There's scalaz.Need which I think you'd be able to use for this.

How to create a play.api.libs.iteratee.Enumerator which inserts some data between the items of a given Enumerator?

I use Play framework with ReactiveMongo. Most of ReactiveMongo APIs are based on the Play Enumerator. As long as I fetch some data from MongoDB and return it "as-is" asynchronously, everything is fine. Also the transformation of the data, like converting BSON to String, using Enumerator.map is obvious.
But today I faced a problem which at the bottom line narrowed to the following code. I wasted half of the day trying to create an Enumerator which would consume items from the given Enumerator and insert some items between them. It is important not to load all the items at once, as there could be many of them (the code example has only two items "1" and "2"). But semantically it is similar to mkString of the collections. I am sure it can be done very easily, but the best I could come with - was this code. Very similar code creating an Enumerator using Concurrent.broadcast serves me well for WebSockets. But here even that does not work. The HTTP response never comes back. When I look at Enumeratee, it looks that it is supposed to provide such functionality, but I could not find the way to do the trick.
P.S. Tried to call chan.eofAndEnd in Iteratee.mapDone, and chunked(enums >>> Enumerator.eof instead of chunked(enums) - did not help. Sometimes the response comes back, but does not contain the correct data. What do I miss?
def trans(in:Enumerator[String]):Enumerator[String] = {
val (res, chan) = Concurrent.broadcast[String]
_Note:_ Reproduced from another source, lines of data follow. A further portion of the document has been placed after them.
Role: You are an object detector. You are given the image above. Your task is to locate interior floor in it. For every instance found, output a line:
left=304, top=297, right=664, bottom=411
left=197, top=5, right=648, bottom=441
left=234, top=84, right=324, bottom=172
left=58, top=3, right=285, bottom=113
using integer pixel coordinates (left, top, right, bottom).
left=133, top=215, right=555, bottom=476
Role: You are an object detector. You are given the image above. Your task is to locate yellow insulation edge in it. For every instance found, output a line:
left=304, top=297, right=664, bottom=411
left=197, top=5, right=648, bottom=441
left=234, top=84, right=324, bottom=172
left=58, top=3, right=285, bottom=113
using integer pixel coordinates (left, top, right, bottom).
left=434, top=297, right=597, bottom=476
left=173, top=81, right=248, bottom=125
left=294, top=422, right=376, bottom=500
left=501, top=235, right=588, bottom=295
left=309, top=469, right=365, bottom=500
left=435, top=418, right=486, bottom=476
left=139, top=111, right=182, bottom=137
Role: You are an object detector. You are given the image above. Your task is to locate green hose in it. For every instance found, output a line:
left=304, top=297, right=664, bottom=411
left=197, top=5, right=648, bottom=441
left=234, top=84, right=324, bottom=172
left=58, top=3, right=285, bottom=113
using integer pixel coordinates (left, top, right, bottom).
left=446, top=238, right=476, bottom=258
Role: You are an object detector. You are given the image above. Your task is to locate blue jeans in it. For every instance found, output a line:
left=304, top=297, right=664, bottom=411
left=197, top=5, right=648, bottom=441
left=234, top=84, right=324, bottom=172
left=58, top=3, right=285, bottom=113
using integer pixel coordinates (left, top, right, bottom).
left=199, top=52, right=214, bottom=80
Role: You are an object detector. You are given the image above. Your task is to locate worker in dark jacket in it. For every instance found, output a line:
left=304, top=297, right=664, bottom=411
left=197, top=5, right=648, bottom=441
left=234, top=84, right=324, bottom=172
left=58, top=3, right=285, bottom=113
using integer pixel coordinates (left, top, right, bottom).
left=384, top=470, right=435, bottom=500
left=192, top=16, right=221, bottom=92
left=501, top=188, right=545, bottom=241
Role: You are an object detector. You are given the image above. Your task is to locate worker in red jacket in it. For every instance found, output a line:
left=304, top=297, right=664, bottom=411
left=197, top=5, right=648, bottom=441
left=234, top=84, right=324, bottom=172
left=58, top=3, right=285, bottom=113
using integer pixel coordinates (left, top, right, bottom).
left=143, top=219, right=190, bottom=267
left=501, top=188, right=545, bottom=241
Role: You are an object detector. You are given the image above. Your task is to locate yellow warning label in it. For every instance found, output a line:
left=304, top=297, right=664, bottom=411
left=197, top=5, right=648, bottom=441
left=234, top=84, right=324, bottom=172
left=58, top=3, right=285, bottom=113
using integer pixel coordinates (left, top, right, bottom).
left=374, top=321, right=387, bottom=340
val iter = Iteratee.fold(true) { (isFirst, curr:String) =>
if (!isFirst)
chan.push("<-------->")
chan.push(curr)
false
}
in.apply(iter)
res
}
def enums:Enumerator[String] = {
val en12 = Enumerator[String]("1", "2")
trans(en12)
//en12 //if I comment the previous line and uncomment this, it prints "12" as expected
}
def enum = Action {
Ok.chunked(enums)
}
Here is my solution which I believe to be correct for this type of problem. Comments are welcome:
def fill[From](
prefix: From => Enumerator[From],
infix: (From, From) => Enumerator[From],
suffix: From => Enumerator[From]
)(implicit ec:ExecutionContext) = new Enumeratee[From, From] {
override def applyOn[A](inner: Iteratee[From, A]): Iteratee[From, Iteratee[From, A]] = {
//type of the state we will use for fold
case class State(prev:Option[From], it:Iteratee[From, A])
Iteratee.foldM(State(None, inner)) { (prevState, newItem:From) =>
val toInsert = prevState.prev match {
case None => prefix(newItem)
case Some(prevItem) => infix (prevItem, newItem)
}
for(newIt <- toInsert >>> Enumerator(newItem) |>> prevState.it)
yield State(Some(newItem), newIt)
} mapM {
case State(None, it) => //this is possible when our input was empty
Future.successful(it)
case State(Some(lastItem), it) =>
suffix(lastItem) |>> it
}
}
}
// if there are missing integers between from and to, fill that gap with 0
def fillGap(from:Int, to:Int)(implicit ec:ExecutionContext) = Enumerator enumerate List.fill(to-from-1)(0)
def fillFrom(x:Int)(input:Int)(implicit ec:ExecutionContext) = fillGap(x, input)
def fillTo(x:Int)(input:Int)(implicit ec:ExecutionContext) = fillGap(input, x)
val ints = Enumerator(10, 12, 15)
val toStr = Enumeratee.map[Int] (_.toString)
val infill = fill(
fillFrom(5),
fillGap,
fillTo(20)
)
val res = ints &> infill &> toStr // res will have 0,0,0,0,10,0,12,0,0,15,0,0,0,0
You wrote that you are working with WebSockets, so why don't you use dedicated solution for that? What you wrote is better for Server-Sent-Events rather than WS. As I understood you, you want to filter your results before sending them back to client? If its correct then you Enumeratee instead of Enumerator. Enumeratee is transformation from-to. This is very good piece of code how to use Enumeratee. May be is not directly about what you need but I found there inspiration for my project. Maybe when you analyze given code you would find best solution.